EQUITY RELEASE: WILL IT RELEASE YOUR STRESS?
I know what just happened. You read the title; it spurred confusions and queries that very second. It’s great in a way because this curiosity might help you fetch out some important insights and preferably profitable options.
When there’s a mortgage left to pay, or you need some money assistance in your happy days of retirement; Equity release can fetch you these benefits. Wait, I didn’t say it “Will”. That’s because there’s no guarantee that Equity release will suit best for your situation. In fact, you might even regret your decision! So, isn’t it better to get all the facts, analyze and then take the best decision? See, I don’t want you to miss on some opportunity that might prove gold for you.
After all, we stand different from each other and so does our situations; how can this scheme then serve a monotonous benefit to all? To your best convenience, some FAQs will be answered in this blog.
– What exactly does Equity Release mean?
Equity = Assets – Liabilities
Suppose you have a car that values $12000 and have a $5000 loan against it. So, your equity is $7000.
Now, when you get a loan over this $7000 for regular cash income or a lump-sum amount for comfortable future; it’s Equity Release. (You’ll still continue to own that car until your die.)
DEFINITION: It’s a way to retain the use of your asset (say, your house) while loaning cash out against its value. The lender does get the repayment after you die.
It means you keep owning that place and will also have to continue staying there.
– Are there any Branches of Equity Release?
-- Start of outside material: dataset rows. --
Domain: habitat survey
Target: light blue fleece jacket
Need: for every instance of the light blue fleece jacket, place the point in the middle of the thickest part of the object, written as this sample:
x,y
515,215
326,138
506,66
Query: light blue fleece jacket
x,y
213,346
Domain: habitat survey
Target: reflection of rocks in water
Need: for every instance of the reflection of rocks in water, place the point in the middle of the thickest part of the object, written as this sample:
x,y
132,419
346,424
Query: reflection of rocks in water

Oh yes! There are majorly 2 types of arrangements:
-Lifetime Mortgage: A mortgage loan will be taken against your (borrower’s) asset (house). The Capital gets add up to the compound Interest regularly. The wholesome amount will be repaid to the lender when you die or move out to a long term care. Till then, you hold full ownership of that asset.
-Home Reversion: When, as an owner of the property, you sell it (or a part of it) to a reversion company, you receive a regular income or a big amount in exchange. The property belongs to the money lender now; but you, the previous owner, doesn’t need to vacate the property. You can continue to live in that property rent-free till you die or move out.
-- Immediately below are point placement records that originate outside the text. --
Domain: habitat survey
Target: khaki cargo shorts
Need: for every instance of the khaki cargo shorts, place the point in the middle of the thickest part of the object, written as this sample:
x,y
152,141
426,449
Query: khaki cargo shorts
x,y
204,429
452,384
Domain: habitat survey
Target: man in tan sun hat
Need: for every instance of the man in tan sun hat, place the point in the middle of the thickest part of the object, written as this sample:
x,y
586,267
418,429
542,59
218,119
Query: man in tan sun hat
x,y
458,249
– So, is there a limit to the amount that can be borrowed?
That depends on some factors:
-Value: The Lender will first contact a professional to get the exact valuation of your property. Based on this research, the amount that can be borrowed by you will be decided.
-Age: A major aspect that affects the decision of how much money you can borrow is your age. If you’ve filed for a joint application, your partner’s age will also be considered along with your age.
-Health: If you’ve some medical history or certain present medical condition, you may receive a larger amount from your lender.
-What minimum age is required to be eligible?
It differs for both the branches of Equity Release:
-For Lifetime Mortgage: To be eligible for this, you need to be at least 55 years old.
-For Home Reversion: Your minimum age should be 60 years for being eligible.
If you and your partner file the joint application, then the younger one needs to be of the eligible age.
-What if the value of property falls later, to the extent that it’s unable to repay the loan?
Well, in certain rare cases, this might be a possibility that your property’s value lowers drastically and after your death, your old property is not able to pay off the loan. Your heirs will be then be paying off your remaining loan.
-I don’t want to drag my heirs into this. Isn’t there any other way?
That’s the reason why it’s advised to opt for “No Negative Equity Guarantee”. With this, you will be assured of no debt to be paid off by your heirs. According to this, even if after selling out your property the loan isn’t paid totally, the remaining amount is written off.
These are some major questions that generally dwell up in the minds which desire to opt for an equity release. This proves to be a good option if your circumstance stands as a support. But to finalize this major decision, it’s recommended to consult a financial advisor who will specifically analyze your situation and recommend the best possible option for you.